The property of being conjugate-permutable can be encoded as conjugate subgroups $\implies$ permuting subgroups. In other words $H$ is conjugate-permutable in $G$ iff any conjugate subgroup to $H$, permutes with $H$.

### In terms of the permutability operator

This property is obtained by applying the permutability operator to the property: conjugate subgroups
View other properties obtained by applying the permutability operator

The property of being conjugate-permutable is obtained by applying the permutability operator to the subgroup pair property of being conjugate.

## Metaproperties

Metaproperty name Satisfied?

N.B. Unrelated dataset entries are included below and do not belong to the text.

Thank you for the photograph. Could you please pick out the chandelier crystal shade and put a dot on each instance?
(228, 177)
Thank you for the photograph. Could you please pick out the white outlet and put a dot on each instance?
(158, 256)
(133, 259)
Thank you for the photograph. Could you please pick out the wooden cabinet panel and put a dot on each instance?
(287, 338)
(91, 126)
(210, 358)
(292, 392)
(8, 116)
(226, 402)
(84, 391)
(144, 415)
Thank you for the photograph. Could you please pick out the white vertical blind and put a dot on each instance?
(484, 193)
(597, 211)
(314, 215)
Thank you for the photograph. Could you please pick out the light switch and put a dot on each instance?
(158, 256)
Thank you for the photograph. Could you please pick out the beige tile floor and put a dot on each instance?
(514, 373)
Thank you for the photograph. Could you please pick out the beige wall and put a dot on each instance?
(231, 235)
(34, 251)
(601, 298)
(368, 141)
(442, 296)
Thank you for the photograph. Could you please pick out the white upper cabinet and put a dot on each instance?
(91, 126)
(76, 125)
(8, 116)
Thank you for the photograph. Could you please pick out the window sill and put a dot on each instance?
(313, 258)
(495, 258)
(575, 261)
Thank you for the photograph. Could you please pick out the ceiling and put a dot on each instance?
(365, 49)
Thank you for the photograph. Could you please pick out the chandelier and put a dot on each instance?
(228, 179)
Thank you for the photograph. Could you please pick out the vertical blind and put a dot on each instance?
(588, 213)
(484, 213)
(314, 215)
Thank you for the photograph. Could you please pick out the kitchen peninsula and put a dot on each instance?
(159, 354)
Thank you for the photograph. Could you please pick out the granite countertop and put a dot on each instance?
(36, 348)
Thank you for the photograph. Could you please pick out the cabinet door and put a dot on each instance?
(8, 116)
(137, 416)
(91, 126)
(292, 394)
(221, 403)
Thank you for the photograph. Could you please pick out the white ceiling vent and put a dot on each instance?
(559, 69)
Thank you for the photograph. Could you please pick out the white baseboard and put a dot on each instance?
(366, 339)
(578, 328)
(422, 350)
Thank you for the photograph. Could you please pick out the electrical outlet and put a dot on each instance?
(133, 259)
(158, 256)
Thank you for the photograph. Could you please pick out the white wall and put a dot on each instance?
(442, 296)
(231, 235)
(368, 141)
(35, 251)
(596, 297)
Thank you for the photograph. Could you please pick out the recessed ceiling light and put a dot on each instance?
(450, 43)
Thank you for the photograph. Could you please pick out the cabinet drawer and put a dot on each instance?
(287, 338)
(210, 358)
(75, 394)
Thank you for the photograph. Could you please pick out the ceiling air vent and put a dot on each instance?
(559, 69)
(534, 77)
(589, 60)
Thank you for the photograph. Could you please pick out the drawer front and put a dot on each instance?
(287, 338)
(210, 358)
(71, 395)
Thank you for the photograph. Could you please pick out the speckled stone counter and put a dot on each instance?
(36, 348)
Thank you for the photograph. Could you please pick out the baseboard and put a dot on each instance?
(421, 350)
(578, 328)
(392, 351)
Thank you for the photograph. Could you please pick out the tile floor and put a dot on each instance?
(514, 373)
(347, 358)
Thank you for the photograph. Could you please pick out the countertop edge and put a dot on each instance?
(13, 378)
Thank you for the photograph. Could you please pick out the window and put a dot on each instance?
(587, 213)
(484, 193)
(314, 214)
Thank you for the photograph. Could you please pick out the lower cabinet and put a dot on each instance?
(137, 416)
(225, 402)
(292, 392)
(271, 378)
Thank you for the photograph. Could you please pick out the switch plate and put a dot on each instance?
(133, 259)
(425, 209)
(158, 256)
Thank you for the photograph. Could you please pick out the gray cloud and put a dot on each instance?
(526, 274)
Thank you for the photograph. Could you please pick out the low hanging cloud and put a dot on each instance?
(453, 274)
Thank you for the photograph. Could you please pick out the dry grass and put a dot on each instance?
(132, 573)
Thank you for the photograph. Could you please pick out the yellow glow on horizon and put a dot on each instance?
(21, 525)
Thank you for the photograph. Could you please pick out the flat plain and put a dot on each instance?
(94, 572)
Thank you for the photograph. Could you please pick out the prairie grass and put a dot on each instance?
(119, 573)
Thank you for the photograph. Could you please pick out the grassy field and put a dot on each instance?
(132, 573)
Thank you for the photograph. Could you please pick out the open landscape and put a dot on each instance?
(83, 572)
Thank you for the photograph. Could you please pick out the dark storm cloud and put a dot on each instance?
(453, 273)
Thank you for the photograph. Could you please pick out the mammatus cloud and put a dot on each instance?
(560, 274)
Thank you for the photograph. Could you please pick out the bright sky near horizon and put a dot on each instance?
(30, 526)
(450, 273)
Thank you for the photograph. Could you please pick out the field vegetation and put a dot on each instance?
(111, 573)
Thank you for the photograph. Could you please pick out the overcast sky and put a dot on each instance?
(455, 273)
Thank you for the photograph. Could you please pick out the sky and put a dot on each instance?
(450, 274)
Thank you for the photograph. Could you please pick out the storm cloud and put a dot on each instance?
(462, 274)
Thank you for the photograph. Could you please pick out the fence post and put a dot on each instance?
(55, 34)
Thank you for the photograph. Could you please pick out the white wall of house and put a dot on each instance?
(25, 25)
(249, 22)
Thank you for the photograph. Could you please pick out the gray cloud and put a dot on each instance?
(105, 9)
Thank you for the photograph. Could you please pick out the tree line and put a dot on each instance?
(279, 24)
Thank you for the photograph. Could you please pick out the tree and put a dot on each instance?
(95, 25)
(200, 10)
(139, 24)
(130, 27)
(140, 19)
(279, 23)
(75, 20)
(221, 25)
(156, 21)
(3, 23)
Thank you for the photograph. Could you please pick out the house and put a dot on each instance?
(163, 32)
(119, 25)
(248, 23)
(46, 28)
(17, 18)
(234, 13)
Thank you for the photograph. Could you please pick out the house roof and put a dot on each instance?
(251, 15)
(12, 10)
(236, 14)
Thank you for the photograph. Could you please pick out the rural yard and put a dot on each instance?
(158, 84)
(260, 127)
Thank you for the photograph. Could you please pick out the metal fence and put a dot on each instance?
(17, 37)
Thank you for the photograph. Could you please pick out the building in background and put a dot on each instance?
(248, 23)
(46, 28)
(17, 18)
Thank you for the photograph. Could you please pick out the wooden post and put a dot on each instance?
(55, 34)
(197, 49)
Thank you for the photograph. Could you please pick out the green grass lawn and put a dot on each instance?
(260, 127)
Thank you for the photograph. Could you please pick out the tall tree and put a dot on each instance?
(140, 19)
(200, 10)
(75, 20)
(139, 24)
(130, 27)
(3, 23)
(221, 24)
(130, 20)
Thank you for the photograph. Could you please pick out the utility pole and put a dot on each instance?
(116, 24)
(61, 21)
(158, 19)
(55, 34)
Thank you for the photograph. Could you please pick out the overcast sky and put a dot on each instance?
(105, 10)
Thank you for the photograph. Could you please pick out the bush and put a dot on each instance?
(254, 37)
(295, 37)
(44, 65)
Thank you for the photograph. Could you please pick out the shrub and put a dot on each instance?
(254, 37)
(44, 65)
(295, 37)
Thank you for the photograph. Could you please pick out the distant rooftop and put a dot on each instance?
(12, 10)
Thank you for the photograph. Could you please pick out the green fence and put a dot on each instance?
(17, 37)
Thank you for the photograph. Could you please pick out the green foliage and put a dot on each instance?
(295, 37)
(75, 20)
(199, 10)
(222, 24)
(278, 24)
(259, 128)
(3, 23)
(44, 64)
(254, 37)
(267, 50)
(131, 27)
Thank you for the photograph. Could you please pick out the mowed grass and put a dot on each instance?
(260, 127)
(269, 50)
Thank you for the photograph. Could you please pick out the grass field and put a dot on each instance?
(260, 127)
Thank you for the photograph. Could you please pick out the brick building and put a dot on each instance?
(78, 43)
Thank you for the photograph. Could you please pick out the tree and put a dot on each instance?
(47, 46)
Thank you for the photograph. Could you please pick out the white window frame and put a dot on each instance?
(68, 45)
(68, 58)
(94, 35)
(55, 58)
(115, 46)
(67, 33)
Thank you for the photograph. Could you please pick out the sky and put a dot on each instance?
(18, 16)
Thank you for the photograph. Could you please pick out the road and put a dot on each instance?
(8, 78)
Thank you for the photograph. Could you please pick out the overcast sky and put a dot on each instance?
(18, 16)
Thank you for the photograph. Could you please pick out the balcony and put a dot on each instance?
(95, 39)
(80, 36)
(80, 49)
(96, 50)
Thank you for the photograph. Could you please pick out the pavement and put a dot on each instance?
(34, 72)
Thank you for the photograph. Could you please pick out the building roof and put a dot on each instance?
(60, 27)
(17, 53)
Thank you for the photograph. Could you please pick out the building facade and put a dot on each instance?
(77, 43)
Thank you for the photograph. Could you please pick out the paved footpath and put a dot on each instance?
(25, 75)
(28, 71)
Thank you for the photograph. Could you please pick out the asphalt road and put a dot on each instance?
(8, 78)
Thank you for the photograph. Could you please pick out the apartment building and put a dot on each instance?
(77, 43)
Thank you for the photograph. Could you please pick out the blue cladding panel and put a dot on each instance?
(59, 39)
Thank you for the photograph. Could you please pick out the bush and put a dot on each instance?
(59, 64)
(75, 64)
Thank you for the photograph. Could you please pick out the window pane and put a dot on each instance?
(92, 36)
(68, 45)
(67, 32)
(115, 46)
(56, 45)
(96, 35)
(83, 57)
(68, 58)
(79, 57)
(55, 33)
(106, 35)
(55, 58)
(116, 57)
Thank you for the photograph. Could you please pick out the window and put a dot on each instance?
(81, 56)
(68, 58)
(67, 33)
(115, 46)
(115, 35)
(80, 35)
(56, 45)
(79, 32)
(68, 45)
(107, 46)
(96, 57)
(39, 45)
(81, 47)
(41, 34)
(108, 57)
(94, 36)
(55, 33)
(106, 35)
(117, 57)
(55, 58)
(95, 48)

Proof Statement with symbols
transitive subgroup property No conjugate-permutability is not transitive It is possible to have groups $H \le K \le G$ such that $H$ is conjugate-permutable in $K$ and $K$ is conjugate-permutable in $G$, but $H$ is not conjugate-permutable in $G$.
intermediate subgroup condition Yes conjugate-permutability satisfies intermediate subgroup condition If $H$ is a conjugate-permutable subgroup of $G$, and $K$ is any intermediate subgroup of $G$, then $H$ is conjugate-permutable in $K$.
conjugate-join-closed subgroup property Yes conjugate-permutability is conjugate-join-closed If $H$ is a conjugate-permutable subgroup of $G$, then a join of conjugate subgroups to $H$ is again conjugate-permutable.
finite-join-closed subgroup property No conjugate-permutability is not finite-join-closed It is possible to have a group $G$ and conjugate-permutable subgroup $H,K$ of $G$ such that the join of subgroups $\langle H,K \rangle$ is not a conjugate-permutable subgroup.
finite-intersection-closed subgroup property No conjugate-permutability is not finite-intersection-closed It is possible to have a group $G$ and conjugate-permutable subgroup $H,K$ of $G$ such that the intersection of subgroups $H \cap K$ is not a conjugate-permutable subgroup.
directed union-closed subgroup property Yes conjugate-permutability is directed union-closed Suppose $(H_i)_{i \in I}$ is a directed set of subgroups of a group $G$, and every $H_i$ is conjugate-permutable in $G$. Then, the directed union of the $H_i$s is also conjugate-permutable in $G$.